Bercow

The Speaker of the House of Commons is still in trouble, reports the Telegraph.

The Speaker of the House of Commons has become involved in a fresh row about political bias after he admitted voting to stay in the European Union and said immigration into Britain was a good thing.
John Bercow is already facing a vote of no confidence from Mps next week after he angered the Government by vetoing the idea of an address by President Donald Trump to both Houses of Parliament during his state visit later this year.
Now it has emerged Mr Bercow told a group of students he voted Remain at last year’s EU referendum, adding he hoped EU rules on parental leave, working time regulations and equality laws would continue after Brexit.His fresh comments appear to breach the convention that Speakers of the House of Commons do not allow themselves to be drawn into political debate.
Parliamentary rules state: “The Speaker is the chief officer and highest authority of the House of Commons and must remain politically impartial at all times … therefore, on election the new Speaker must resign from their political party and remain separate from political issues even in retirement.”

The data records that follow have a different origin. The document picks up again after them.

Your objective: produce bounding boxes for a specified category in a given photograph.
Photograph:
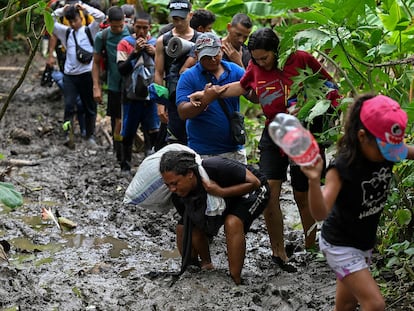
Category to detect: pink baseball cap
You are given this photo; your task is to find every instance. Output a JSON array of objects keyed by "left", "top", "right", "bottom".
[{"left": 360, "top": 95, "right": 408, "bottom": 162}]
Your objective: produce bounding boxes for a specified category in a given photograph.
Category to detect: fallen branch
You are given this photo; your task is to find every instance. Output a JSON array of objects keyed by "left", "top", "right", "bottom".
[{"left": 0, "top": 159, "right": 39, "bottom": 167}]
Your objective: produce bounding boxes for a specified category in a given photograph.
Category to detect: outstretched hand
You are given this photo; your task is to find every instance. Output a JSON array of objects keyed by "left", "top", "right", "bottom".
[
  {"left": 300, "top": 156, "right": 323, "bottom": 180},
  {"left": 202, "top": 179, "right": 222, "bottom": 197},
  {"left": 188, "top": 83, "right": 228, "bottom": 107}
]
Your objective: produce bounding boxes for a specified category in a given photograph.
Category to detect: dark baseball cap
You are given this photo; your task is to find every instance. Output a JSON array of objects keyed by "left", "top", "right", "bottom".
[{"left": 168, "top": 0, "right": 191, "bottom": 18}]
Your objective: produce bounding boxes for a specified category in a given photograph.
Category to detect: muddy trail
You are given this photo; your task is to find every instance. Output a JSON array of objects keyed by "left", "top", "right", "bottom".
[{"left": 0, "top": 55, "right": 335, "bottom": 311}]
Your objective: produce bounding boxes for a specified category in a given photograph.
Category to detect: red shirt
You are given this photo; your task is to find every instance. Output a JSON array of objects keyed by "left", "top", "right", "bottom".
[{"left": 240, "top": 51, "right": 332, "bottom": 125}]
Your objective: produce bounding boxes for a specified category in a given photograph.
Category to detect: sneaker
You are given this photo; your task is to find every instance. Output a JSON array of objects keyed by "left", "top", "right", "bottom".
[
  {"left": 63, "top": 135, "right": 75, "bottom": 149},
  {"left": 272, "top": 256, "right": 298, "bottom": 273}
]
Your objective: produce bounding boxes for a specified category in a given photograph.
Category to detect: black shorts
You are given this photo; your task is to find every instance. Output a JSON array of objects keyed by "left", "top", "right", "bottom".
[
  {"left": 223, "top": 183, "right": 270, "bottom": 233},
  {"left": 106, "top": 90, "right": 122, "bottom": 119},
  {"left": 259, "top": 127, "right": 325, "bottom": 192},
  {"left": 173, "top": 182, "right": 270, "bottom": 235}
]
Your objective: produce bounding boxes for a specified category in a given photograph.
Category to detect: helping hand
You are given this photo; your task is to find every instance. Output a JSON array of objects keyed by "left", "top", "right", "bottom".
[
  {"left": 300, "top": 155, "right": 324, "bottom": 180},
  {"left": 202, "top": 179, "right": 222, "bottom": 197}
]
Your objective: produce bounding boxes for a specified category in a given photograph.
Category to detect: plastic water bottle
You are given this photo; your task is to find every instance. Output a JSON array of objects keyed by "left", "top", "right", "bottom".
[{"left": 268, "top": 113, "right": 319, "bottom": 166}]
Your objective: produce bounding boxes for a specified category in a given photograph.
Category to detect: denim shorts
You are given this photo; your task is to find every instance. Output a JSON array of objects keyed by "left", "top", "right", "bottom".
[{"left": 319, "top": 236, "right": 372, "bottom": 280}]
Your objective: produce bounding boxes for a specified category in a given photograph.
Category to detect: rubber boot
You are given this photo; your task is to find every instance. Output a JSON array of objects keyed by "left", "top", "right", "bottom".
[
  {"left": 143, "top": 130, "right": 158, "bottom": 157},
  {"left": 121, "top": 140, "right": 132, "bottom": 172},
  {"left": 113, "top": 135, "right": 122, "bottom": 163}
]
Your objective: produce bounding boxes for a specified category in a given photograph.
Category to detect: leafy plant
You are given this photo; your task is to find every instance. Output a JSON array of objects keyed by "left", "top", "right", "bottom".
[{"left": 0, "top": 182, "right": 23, "bottom": 208}]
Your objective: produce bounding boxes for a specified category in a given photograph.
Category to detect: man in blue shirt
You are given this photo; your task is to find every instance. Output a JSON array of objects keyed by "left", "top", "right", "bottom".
[{"left": 176, "top": 32, "right": 246, "bottom": 163}]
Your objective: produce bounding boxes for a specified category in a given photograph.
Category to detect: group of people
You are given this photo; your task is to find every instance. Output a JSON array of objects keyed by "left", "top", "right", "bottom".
[{"left": 45, "top": 0, "right": 414, "bottom": 310}]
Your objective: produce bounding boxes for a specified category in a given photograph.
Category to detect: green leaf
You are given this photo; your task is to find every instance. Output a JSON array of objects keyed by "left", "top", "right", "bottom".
[
  {"left": 404, "top": 247, "right": 414, "bottom": 256},
  {"left": 244, "top": 1, "right": 282, "bottom": 18},
  {"left": 307, "top": 99, "right": 331, "bottom": 123},
  {"left": 44, "top": 12, "right": 55, "bottom": 33},
  {"left": 386, "top": 257, "right": 400, "bottom": 268},
  {"left": 377, "top": 44, "right": 397, "bottom": 55},
  {"left": 205, "top": 0, "right": 246, "bottom": 16},
  {"left": 26, "top": 11, "right": 32, "bottom": 32},
  {"left": 396, "top": 208, "right": 412, "bottom": 226},
  {"left": 272, "top": 0, "right": 317, "bottom": 10},
  {"left": 0, "top": 182, "right": 23, "bottom": 208}
]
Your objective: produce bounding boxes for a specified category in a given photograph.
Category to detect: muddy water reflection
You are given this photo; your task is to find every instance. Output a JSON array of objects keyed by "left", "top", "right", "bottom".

The Mail also report his words.

John Bercow is facing fresh controversy over his role as Speaker of the House of Commons after admitting voting for the Remain campaign and ‘backing immigration into Britain’.
He was filmed talking to students at the University of Reading earlier this month that he thought it was ‘better to stay in the European Union’.
His comments could be seen to breach Parliamentary rules that the Speaker ‘must remain politically impartial at all times’ and ‘upon election must resign from their political party and remain separate from political issues even in retirement’.
It comes as Mr Bercow is facing a vote of no confidence from MPs next week due to his opposition to US President Donald Trump addressing the Houses of Parliament during a state visit this year.

Labour Party

And the official Commons opposition party is also continuing to be torn asunder, says the Times.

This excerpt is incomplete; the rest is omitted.